On a side note here, there’s much discussion in the church today about the title/role of apostle. What most movements mean by it now is what we might refer to as “small ‘a’ apostles of the church.” These are people who have particular responsibility beyond a local church and may well have been involved in planting churches. They have a kind of “invited in” authority. Some are happy with that title others choose not to use it. Such people exist in the NT and would include people like Titus and Timothy. However, I don’t think this is the kind of “apostle” that Paul is talking about though he also had that relationship to Corinth. Rather, these people want to be like him, an apostle of Christ.

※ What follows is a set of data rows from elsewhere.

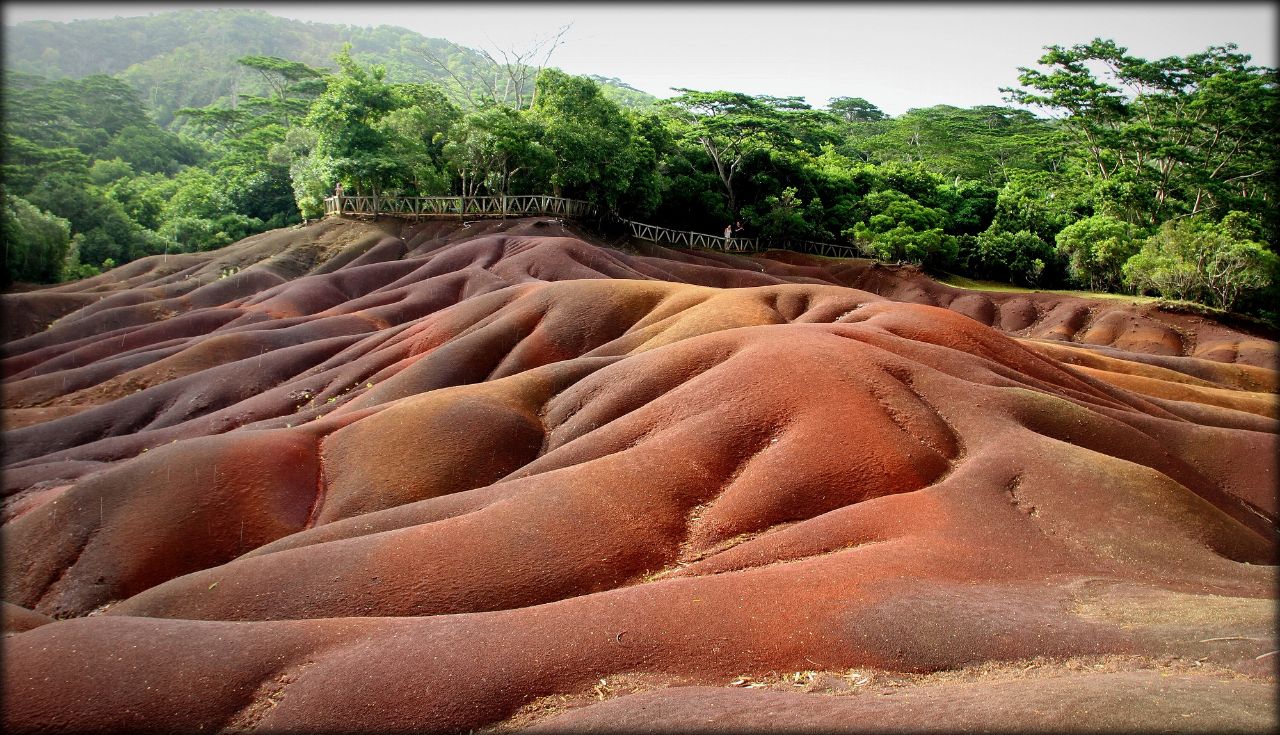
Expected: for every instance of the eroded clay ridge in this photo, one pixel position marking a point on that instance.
(438, 478)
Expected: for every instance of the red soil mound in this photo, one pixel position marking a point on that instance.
(426, 476)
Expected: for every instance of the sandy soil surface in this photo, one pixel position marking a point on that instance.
(396, 476)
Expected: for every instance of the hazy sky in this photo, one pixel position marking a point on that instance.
(897, 55)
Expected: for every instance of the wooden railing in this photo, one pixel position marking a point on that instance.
(654, 233)
(525, 205)
(419, 206)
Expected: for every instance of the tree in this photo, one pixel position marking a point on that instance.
(1197, 259)
(1096, 249)
(1183, 135)
(597, 151)
(489, 146)
(1013, 256)
(35, 242)
(346, 122)
(730, 127)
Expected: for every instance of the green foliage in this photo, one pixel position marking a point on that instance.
(1197, 259)
(1168, 137)
(1013, 256)
(786, 217)
(598, 154)
(996, 192)
(35, 242)
(489, 146)
(1096, 249)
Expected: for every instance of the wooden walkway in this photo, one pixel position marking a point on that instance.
(526, 205)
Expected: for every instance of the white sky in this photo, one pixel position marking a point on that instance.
(897, 55)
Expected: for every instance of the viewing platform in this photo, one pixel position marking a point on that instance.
(533, 205)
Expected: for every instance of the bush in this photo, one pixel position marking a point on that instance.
(1014, 256)
(1200, 260)
(35, 242)
(1096, 249)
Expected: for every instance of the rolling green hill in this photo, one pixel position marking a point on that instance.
(188, 58)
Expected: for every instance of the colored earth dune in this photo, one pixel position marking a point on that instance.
(394, 476)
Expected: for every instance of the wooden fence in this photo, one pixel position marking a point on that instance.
(525, 205)
(420, 206)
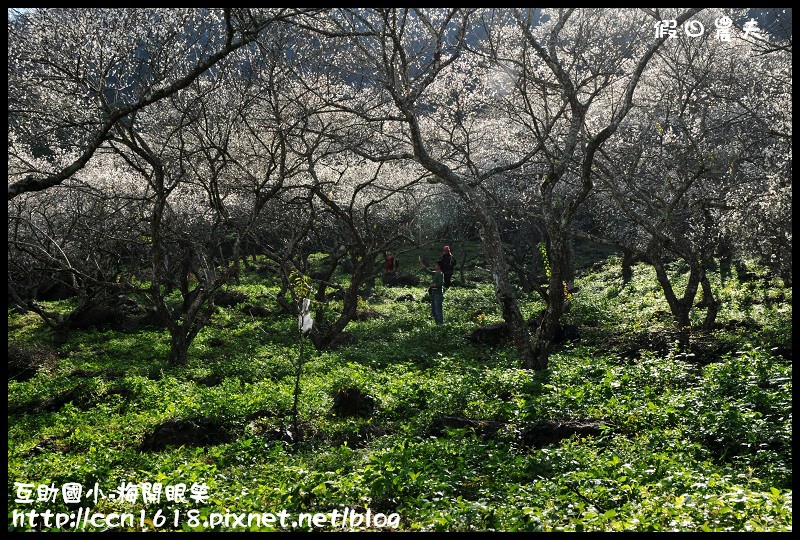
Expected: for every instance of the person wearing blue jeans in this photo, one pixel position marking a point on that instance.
(437, 291)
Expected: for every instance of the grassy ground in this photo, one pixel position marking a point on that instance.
(685, 441)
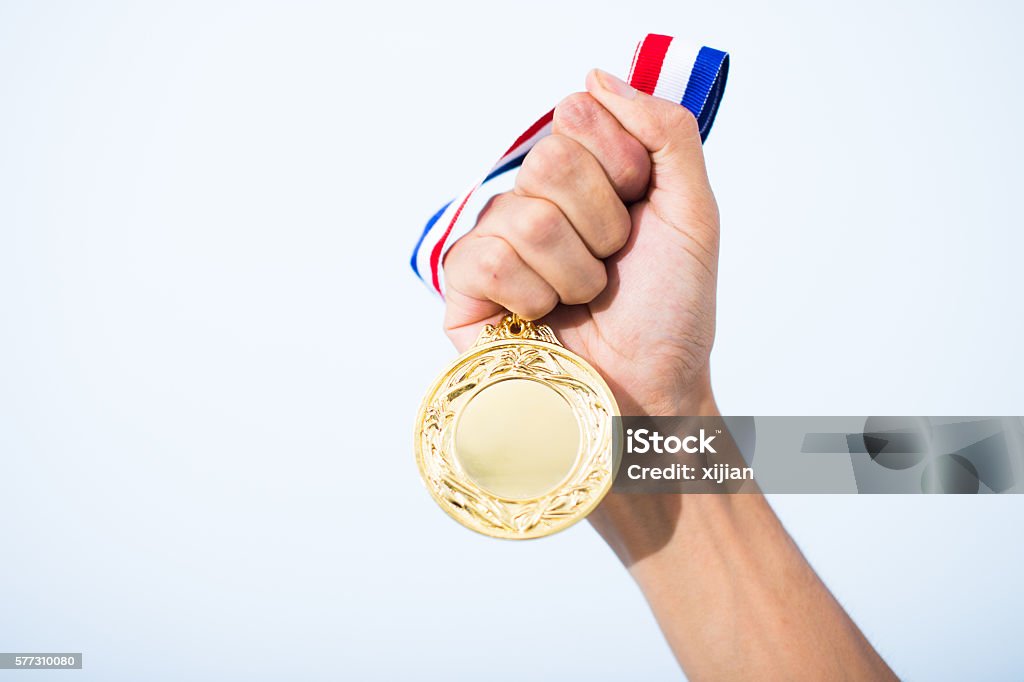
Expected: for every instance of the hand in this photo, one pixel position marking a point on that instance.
(610, 235)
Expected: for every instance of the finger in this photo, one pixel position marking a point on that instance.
(563, 172)
(487, 268)
(547, 243)
(668, 131)
(626, 162)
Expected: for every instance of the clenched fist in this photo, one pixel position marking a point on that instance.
(611, 236)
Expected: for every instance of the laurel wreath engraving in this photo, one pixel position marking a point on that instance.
(529, 360)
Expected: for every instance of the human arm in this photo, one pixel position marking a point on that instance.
(611, 236)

This means that our focus here is not so much on “wannabe leaders” muscling in on someone else’s territory. It is about those who offer another foundation, a different Gospel. What Paul is showing is here is that the big clues that people have gone off centre are not just about doctrine -though that matters. It’s not just about how you are saved but how you live as a result of that. This is why the prosperity stuff in all its subtle forms matters because not only does it see the problem differently, we need to be saved from poverty and failure, not only does it offer a different saviour (usually the false apostles and false teachers themselves) but it offers a different destination, a different life ahead. It’s all about successful, prosperous living now. And in the case of the false leaders, this means taking advantage from, benefiting from you, just as you are promised that you will materially benefit.
What Paul insists is that their lives and their beliefs join up. They choose dishonesty, they choose manipulation, they choose exploitation because those are the strategies of Satan and they belong to him. They serve unrighteousness not righteousness.
There are two important applications here. First, there is the warning. We should be able to spot false teachers and false apostles by observing all aspects of their lives and teaching. By the way, the first responsibility of elders in the church is to provide for and protect the flock. Elders are to ensure you are fed with healthy spiritual food and to protect you from wolves.
Secondly, there is the challenge for our own lives to. Do we have integrity? Is the evidence there that we belong to Jesus. Coming back to the true love image again. Imagine if you met someone and they were married but they lived practically a separate life from their wife or husband. Different holidays, bank accounts, separate rooms, different meal times. Imagine if they also never remembered each others birthdays. And worse still if you saw them flirty with other people all the time. You would be worried about that marriage. There would be no point them saying “but we have our marriage certificate” because how they lived would tell a different story. Do our lives tell a different story to the Gospel we claim to believe in?
Conclusion
We belong to Jesus, the true love of the Church. We should be faithful to him and that means that our lives should show it. It also means that our hearts and minds should be guarded against false gospels.
The best and safest place to be is to stick close to Christ and to the Cross.